Given Job Flexibility, Working Moms Deliver

By Carol Kleiman — Chicago Tribune

Donald Murray states firmly that “working mothers are among the most effective workers.”

And when Murray talks, people listen. He’s the highly successful chairman and chief executive officer of Resources Global Professionals Inc., a professional services firm based in Costa Mesa, Calif.

Murray founded the firm in 1996 and took it public in 2000. Annual revenues are approaching $500 million and today the company has 65 offices worldwide and some 3,000 employees. Fifty percent of its associates who work with clients are women.

What’s more, four out of five of the company’s regional directors are women with children.

“Working mothers are our competitive edge,” said Murray, who has a bachelor’s of science degree in business administration and accounting and a master’s degree in business taxation.

“Working mothers, in my opinion, provide much higher results with flexible hours than average guys do who could be there 60 hours a week.”

The CEO says he has observed “that no one can juggle things or multitask like a professional woman with children. But many employers don’t acknowledge that.”

It was in 1976, when Murray was hired by a large accounting firm, that he saw the potential - and problems - faced by working mothers.

“Half of the people hired at the same time as I was were women,” he said. “But by the time I became partner, none of the women were still there. You know when that happens that something needs to be fixed.”

In the early 1990s, when he became manager of 200 people at the firm, Murray observed that there were real barriers erected to the success and advancement of employed mothers.

“I saw that the company focus was on how many hours the women worked, on their input — and not on what they actually accomplished,” he said. And that is why, in his company, Murray added, “we don’t monitor hours, we monitor results.”

The CEO further shows his support for women in his role as a volunteer for Human Options, an organization that assists women who are victims of domestic violence. Since 1997, Murray has offered an internship program to provide training to women recommended by the agency.

It’s Murray’s belief that working mothers need flexibility to realize their potential: With it, nothing can stop them.

“Our company speaks for itself,” said Murray, who says he looks for quality when hiring — and often finds it among working mothers. “Our biggest region, the Northeast, is run by a woman with three children; the Midwest, by a woman with two children, and the West Coast, a woman with three children.”

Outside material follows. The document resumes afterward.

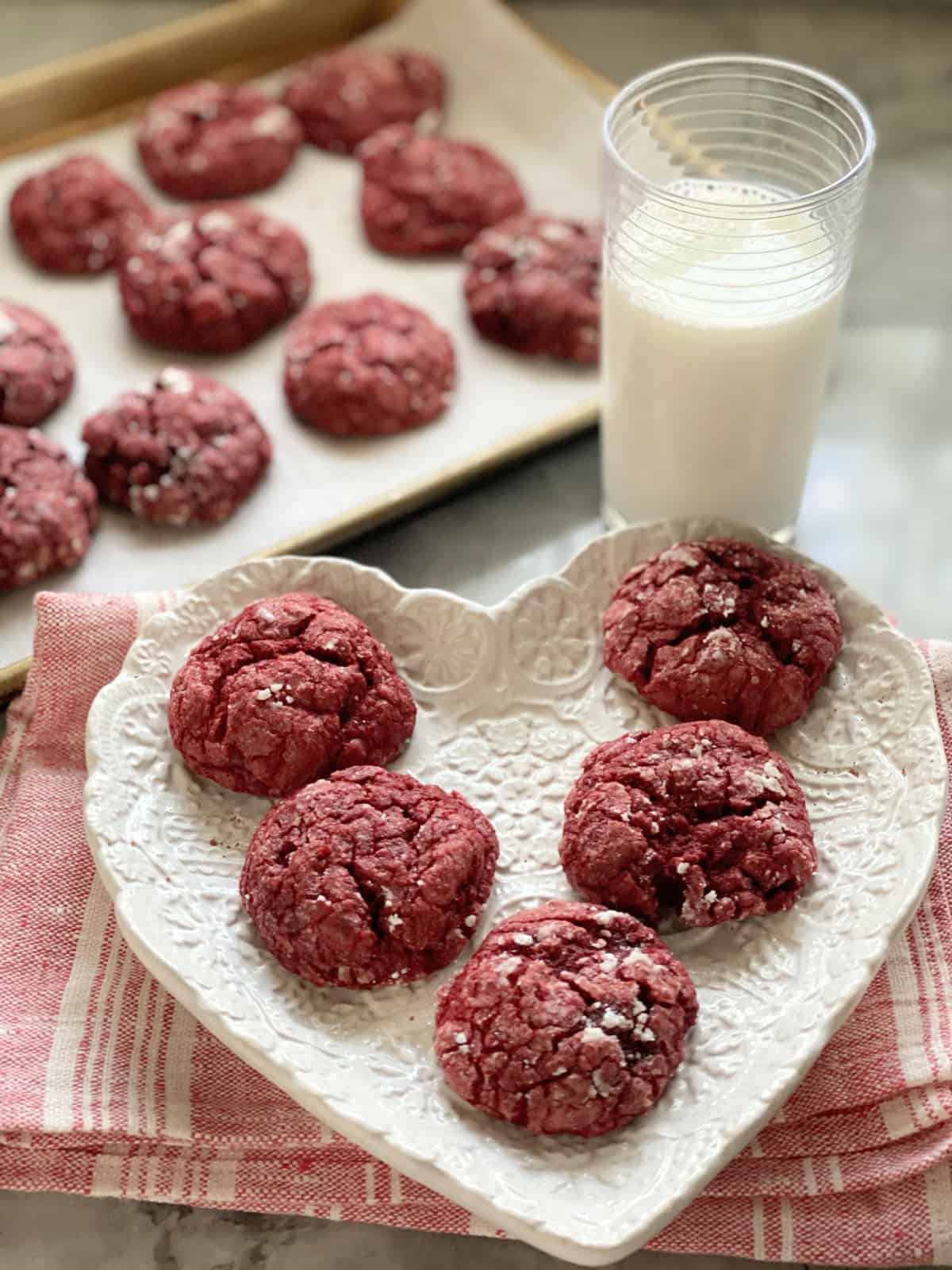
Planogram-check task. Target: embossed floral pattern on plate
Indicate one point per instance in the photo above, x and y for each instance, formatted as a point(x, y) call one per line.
point(511, 700)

Murray says he tries to attract outstanding people, regardless of gender. “And a lot of outstanding people with children happen to be professional women with children who have felt that they were not given an equal opportunity to be successful because of their family responsibilities.

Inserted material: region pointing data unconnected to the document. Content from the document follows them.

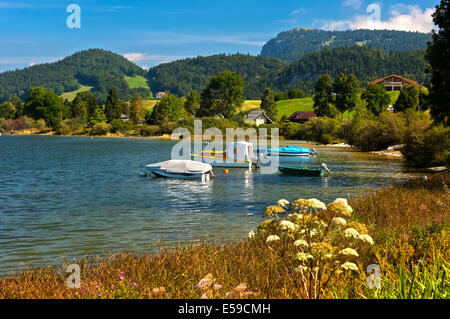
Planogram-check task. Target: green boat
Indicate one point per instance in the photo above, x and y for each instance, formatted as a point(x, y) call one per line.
point(299, 171)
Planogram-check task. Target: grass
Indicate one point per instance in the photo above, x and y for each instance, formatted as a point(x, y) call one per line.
point(136, 82)
point(71, 95)
point(408, 222)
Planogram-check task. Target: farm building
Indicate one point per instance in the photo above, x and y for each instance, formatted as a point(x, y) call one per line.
point(394, 82)
point(301, 117)
point(160, 95)
point(258, 117)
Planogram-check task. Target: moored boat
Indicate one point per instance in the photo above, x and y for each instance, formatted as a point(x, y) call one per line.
point(291, 151)
point(304, 171)
point(238, 154)
point(183, 169)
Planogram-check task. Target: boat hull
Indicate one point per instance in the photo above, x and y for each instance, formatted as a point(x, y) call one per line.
point(220, 162)
point(296, 171)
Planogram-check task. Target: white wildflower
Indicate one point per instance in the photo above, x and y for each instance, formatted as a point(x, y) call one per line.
point(351, 233)
point(367, 239)
point(272, 238)
point(349, 266)
point(349, 252)
point(287, 225)
point(304, 257)
point(338, 221)
point(300, 243)
point(283, 203)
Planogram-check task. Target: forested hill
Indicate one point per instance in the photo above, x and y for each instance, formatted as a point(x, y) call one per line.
point(181, 76)
point(98, 68)
point(367, 64)
point(292, 45)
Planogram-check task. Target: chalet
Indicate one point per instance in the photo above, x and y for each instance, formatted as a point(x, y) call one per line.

“And they run the place,” he said.

Moe Grzelakowski is a successful businesswoman, mother of two and author of “Mother Leads Best: 50 Women Who Are Changing the Way Organizations Define Leadership” (Dearborn Trade, $22). In her book, Grzelakowski asserts that “motherhood has a positive impact on women’s ability to lead.”

And here’s why; “Motherhood has helped women executives change from good leaders into great ones,” the author says.

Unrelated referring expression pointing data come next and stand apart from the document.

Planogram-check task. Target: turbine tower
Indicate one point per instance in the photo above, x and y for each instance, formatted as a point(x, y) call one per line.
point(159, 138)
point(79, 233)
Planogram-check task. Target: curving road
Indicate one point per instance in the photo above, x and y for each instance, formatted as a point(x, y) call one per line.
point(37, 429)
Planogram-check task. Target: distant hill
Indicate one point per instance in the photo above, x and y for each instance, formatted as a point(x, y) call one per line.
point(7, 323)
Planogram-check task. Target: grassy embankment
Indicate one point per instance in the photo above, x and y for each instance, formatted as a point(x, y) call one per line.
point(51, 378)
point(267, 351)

“Children transform ultrahigh-achieving women, leavening their highly focused, intensely driven, tough-minded traits with character and compassion. . . . (They) become softer, yet stronger; more confident, yet more humble; more directed, yet more tolerant. All in all, children not only give them a greater capacity to lead, but they stimulate a greater capacity to love.

“Leadership, coupled with love, is very powerful.”